The Affiliated Network for Social Accountability for East Asia and the Pacific (ANSA EAP) has developed tools and resources to increase citizens’ engagement in accountability, and it has been involved in initiatives to train the youth to monitor local service delivery in Cambodia, citizen report cards in the Philippines and participatory budgeting in Indonesia (Vian et al 2011). In Vietnam in 2009, the Hanoi National Hospital for Paediatrics introduced a patient feedback system composed of six tools to collect feedback from doctors and patients, including information on the payment of informal fees. The tools were well received and are used to set benchmarks and to identify problem-solving issues.
Reducing bribery incentives
One way to prevent bribery is to reduce the reasons that are often used justify it, such as ensuring stable financial conditions for health staff and the formalisation and transparent systems. The health equity funds (HEFs) in Cambodia are a good example of this. HEFs are schemes in which NGOs reimburse the public health service for the treatment of poor people with money from the government and a donor (Kelsall and Heng 2014).
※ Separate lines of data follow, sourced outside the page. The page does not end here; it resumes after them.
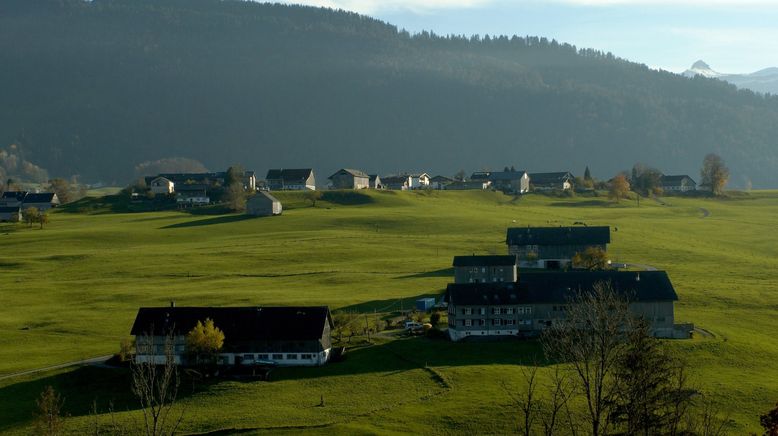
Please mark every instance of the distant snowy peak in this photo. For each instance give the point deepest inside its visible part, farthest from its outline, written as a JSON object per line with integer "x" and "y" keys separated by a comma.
{"x": 764, "y": 81}
{"x": 700, "y": 68}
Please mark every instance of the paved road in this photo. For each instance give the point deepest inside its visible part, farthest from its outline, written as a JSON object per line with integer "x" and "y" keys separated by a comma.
{"x": 634, "y": 265}
{"x": 91, "y": 361}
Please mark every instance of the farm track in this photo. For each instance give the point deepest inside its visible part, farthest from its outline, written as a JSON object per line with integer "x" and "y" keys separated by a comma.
{"x": 90, "y": 361}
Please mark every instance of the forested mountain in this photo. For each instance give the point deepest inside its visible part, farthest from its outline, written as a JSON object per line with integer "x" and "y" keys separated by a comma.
{"x": 94, "y": 88}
Part of HEFs’ success is that they have high-level political backing expressed in their inclusion in 2003 in the Government’s Poverty Reduction Strategy and Health Strategic Plan, and in an interministerial decree from 2007 on the use of the state health budget to support the reimbursement of poor people’s user fees. Every three years, the Ministry of Planning provides pre-identified poor households with their ID Poor scheme, which entitles them to free care in health centres and hospitals where HEFs operate. The HEF reimburses the health facilities based on a standardised care rate. The distribution of the funds are 60 per cent to staff salary supplements, 39 per cent to running costs and 1 per cent to the provincial treasury (Kelsall and Heng 2014).
The positive results of this practice have been the formalisation of payment methods in the health sector, providing a significant source of additional revenue to health facilities, reducing under-the-table payments, providing an incentive to improve performance, and introducing internal and external monitoring systems that help to improve the quality of care (Kelsall and Heng 2014).